Я настаивал на том, что хочу рассказать ему все детали испытанного
мной, потому что для меня это не имеет смысла. Я сказал, что мне нужна его
помощь, чтобы перевести то, что я видел. Он сказал, что я могу делать это
и сам, что для меня было бы лучше думать самому. Я сказал, что мне
интересно узнать его мнение, потому что мне понадобится слишком много
времени, чтобы понять это самому, и я не знаю, с чего начать.
Я сказал:
- Возьми песни, например. Что они значат?
- Только ты можешь это решить, - сказал он. - откуда я могу знать,
что они значат. Один защитник может тебе сказать это, так же, как только
он мог научить тебя своим песням. Если бы я взялся объяснять тебе, что они
означают, то это было бы то же самое, что ты выучил бы чьи-то чужие песни.
- Что ты хочешь этим сказать, дон Хуан?
- Можно сказать, что тот, кто поет чужие песни, - просто слушает
певцов, поющих песни защитников. Лищь песни с душой - его песни и научены
им. Остальные - это копии песен других людей. Иногда люди бывают так
обманчивы. Они поют чужие песни, даже не зная, о чем говорится в этих
песнях. Я сказал, что хотел узнать, для чего поются песни. Он сказал, что
те песни, которые я узнал, служат для вызова защитника, и что я всегда
должен пользоваться ими вместе с именем, чтобы позвать его. Позднее
мескалито, вероятно, скажет мне другие песни для других целей, - сказал
дон Хуан.
Затем я спросил его, считает ли он, что защитник полностью принял
меня. Он рассмеялся, как если бы мой вопрос был глупым. Он сказал, что
защитник принял меня и подтвердил это, чтобы я понял, дважды показавшись
мне как свет... Казалось, на дона Хуана произвело большое впечатление, что
я увидел его свет дважды. Он подчеркнул этот аспект моей встречи с
мескалито.
Я сказал ему, что не понимаю, как это можно быть принятым мескалито и
в то же самое время быть напуганным им.
Очень долгое время он не отвечал. Казалось, он был в замешательстве.
Наконец, он сказал:
- Это так ясно. То, что он хотел сказать, так ясно, что я не могу
понять, как это непонятно тебе.
- Все вообще еще непонятно мне, дон Хуан.
- Нужно время, чтобы действительно увидеть, что мескалито имеет в
виду. Ты должен думать об его уроках, пока они не станут для тебя ясными.
11 сентября 1964 года.
Снова я настаивал на том, чтобы дон Хуан перевел мне мои зрительные
видения. Некоторое время он отказывался. Затем он заговорил так, как будто
мы уже вели разговор о мескалито.
- Ты видишь, как глупо спращивать, если он подобен лицу, с которым
можно разговаривать? - сказал дон Хуан. - он не похож ни на что из того,
что ты уже видел: он как человек, но в то же время не совсем похож на
человека. Это трудно объяснить людям, которые о нем не знают ничего и
хотят сразу узнать о нем все. И потом его уроки столь же волшебны, как и
он сам. Насколько я знаю, ни один человек не может предсказать его
поступки. Ты задаешь ему вопрос и он показывает тебе путь, но он не
говорит тебе о нем, как ты и я говорим друг с другом.

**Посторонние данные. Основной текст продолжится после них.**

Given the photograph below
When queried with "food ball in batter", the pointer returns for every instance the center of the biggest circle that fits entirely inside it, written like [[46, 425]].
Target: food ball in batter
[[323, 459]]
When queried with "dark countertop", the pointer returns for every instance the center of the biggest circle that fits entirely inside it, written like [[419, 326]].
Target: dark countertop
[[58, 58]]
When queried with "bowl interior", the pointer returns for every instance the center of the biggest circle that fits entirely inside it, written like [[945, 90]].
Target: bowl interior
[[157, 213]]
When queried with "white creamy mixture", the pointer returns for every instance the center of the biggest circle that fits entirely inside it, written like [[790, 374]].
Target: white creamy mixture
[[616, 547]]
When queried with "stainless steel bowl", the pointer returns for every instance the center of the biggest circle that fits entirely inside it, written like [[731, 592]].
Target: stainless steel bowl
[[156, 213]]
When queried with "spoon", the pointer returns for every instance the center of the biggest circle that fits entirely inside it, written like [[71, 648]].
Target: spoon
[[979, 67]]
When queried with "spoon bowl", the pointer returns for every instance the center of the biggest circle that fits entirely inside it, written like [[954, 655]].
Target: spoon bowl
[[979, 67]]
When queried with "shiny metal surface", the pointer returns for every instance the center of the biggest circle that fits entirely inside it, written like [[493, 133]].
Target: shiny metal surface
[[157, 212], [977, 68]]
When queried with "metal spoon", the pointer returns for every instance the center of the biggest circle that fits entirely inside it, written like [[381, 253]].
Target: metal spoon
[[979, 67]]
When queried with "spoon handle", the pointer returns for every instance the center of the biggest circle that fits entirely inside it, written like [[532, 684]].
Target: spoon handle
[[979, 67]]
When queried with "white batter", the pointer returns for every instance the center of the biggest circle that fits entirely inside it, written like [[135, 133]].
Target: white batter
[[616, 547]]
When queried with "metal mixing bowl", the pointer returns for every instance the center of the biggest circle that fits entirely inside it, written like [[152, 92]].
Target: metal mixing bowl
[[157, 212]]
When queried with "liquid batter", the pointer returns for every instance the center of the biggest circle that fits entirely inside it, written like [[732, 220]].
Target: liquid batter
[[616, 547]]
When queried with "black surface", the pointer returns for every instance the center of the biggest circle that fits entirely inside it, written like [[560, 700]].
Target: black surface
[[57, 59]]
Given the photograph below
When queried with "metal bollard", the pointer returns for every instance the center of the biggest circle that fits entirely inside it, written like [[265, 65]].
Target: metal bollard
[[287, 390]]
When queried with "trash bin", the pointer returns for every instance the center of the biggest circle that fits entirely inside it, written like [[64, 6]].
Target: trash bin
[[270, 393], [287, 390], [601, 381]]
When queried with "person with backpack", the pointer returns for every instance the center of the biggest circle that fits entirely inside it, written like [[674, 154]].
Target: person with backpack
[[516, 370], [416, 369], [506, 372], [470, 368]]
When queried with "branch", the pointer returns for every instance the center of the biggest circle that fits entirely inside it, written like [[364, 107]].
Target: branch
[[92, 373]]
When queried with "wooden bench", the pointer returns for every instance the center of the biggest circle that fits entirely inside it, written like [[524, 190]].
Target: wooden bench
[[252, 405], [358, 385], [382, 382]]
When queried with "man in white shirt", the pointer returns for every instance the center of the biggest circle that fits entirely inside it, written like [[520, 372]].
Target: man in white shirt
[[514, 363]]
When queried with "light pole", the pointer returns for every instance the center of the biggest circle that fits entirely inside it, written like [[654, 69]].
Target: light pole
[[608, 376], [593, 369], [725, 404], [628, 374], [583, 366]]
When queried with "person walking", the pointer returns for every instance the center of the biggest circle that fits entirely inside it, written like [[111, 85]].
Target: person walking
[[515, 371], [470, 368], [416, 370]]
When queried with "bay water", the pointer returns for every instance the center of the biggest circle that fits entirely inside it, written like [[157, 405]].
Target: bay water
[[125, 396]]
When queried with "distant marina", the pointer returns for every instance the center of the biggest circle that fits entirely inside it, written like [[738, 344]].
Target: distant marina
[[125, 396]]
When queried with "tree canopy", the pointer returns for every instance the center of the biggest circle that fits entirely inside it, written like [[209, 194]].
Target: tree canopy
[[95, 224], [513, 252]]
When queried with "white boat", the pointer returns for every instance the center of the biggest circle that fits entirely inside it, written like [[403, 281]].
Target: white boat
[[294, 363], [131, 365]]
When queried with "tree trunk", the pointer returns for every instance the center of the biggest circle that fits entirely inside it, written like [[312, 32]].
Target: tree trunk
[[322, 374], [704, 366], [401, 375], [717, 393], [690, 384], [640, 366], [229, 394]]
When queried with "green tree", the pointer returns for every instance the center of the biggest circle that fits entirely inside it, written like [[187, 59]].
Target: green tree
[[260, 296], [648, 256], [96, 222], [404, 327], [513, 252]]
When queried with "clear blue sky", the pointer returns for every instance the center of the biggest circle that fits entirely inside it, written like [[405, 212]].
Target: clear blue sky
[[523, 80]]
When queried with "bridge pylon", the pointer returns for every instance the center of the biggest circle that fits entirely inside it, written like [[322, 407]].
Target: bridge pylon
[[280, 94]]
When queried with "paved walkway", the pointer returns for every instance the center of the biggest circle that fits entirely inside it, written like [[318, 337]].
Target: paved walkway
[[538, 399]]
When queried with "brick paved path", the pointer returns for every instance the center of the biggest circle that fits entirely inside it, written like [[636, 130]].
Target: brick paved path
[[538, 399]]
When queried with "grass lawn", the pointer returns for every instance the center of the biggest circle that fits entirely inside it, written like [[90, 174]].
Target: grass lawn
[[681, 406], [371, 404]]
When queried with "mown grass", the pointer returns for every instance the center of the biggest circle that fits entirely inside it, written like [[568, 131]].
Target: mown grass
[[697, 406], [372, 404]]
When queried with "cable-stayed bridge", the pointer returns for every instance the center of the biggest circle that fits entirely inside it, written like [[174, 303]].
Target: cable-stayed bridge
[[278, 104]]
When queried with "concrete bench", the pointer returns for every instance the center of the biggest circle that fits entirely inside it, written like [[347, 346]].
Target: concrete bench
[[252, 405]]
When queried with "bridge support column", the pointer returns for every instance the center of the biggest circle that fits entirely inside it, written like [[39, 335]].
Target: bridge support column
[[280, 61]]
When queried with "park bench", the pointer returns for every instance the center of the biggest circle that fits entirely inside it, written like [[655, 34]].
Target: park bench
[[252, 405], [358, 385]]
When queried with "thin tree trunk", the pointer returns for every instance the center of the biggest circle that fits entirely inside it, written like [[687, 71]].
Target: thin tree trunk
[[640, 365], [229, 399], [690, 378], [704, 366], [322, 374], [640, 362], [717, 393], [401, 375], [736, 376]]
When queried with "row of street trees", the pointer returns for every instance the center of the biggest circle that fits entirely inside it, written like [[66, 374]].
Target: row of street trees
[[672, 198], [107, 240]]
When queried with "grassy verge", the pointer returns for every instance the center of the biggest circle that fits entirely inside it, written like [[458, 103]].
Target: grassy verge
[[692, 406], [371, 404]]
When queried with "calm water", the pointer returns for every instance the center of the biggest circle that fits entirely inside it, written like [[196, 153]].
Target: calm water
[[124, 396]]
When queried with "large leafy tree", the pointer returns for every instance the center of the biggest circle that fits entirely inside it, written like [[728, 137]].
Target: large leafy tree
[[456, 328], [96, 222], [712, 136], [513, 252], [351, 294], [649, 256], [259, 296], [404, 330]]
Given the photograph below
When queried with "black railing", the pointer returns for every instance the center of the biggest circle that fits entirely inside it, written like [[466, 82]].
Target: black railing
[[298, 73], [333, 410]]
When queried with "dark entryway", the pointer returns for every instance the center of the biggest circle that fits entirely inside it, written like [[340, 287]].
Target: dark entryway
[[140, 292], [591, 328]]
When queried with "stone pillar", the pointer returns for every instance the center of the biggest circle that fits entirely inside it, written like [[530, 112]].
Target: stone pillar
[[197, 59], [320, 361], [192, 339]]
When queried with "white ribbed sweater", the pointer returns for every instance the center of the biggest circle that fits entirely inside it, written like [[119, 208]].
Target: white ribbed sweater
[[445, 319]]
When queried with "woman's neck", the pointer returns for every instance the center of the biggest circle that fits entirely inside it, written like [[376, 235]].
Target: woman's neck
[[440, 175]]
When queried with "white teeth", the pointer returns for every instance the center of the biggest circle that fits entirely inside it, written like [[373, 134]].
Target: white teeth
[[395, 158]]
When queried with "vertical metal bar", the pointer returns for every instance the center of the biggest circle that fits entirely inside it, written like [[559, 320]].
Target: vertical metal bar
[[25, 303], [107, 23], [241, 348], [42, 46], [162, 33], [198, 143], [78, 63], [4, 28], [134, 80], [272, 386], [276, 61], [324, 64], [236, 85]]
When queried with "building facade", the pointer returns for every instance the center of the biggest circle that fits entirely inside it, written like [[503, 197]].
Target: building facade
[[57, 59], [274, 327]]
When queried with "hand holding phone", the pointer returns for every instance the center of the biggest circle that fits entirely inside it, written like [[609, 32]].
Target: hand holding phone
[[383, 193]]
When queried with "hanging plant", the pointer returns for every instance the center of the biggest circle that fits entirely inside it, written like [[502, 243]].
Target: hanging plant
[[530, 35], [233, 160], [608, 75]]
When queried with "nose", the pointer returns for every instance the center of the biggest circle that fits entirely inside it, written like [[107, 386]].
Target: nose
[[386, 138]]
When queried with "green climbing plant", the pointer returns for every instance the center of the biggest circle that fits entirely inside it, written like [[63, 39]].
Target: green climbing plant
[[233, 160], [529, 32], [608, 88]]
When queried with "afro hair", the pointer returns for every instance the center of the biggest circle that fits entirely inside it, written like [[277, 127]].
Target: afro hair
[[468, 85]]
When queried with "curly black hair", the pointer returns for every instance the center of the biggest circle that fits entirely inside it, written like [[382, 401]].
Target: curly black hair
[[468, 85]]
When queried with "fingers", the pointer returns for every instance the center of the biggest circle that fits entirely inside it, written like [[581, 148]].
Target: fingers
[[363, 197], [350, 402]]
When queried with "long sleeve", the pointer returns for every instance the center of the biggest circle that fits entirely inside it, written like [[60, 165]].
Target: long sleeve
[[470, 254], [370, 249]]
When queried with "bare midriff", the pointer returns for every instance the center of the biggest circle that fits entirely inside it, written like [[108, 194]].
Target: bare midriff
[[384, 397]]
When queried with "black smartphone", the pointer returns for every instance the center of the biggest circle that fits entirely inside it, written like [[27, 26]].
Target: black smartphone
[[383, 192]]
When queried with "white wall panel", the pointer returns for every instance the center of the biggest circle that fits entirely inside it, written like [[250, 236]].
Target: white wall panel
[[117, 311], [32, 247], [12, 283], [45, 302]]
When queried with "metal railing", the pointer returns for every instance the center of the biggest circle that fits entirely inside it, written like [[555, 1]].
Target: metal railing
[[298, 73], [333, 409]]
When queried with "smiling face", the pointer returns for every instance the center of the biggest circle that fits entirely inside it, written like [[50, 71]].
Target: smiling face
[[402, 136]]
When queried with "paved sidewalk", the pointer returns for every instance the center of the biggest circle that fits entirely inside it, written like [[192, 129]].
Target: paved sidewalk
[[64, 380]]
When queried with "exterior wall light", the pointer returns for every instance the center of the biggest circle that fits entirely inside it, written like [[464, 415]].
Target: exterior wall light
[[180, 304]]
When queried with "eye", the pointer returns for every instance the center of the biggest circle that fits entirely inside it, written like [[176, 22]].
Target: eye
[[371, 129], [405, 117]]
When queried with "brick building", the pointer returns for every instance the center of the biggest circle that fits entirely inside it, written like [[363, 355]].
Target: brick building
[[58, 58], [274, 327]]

Понимаешь теперь ты, что он делает?
- Я не думаю, что у меня есть затруднения в том, чтобы понять это.
Чего я не могу понять, так это то, что это значит.
- Ты просил его сказать тебе, что с тобой не так, и он дал тебе
полную картину. Здесь не может быть ошибок. Ты не можешь говорить, что ты
не понимаешь. Это не был разговор - и все же это был он.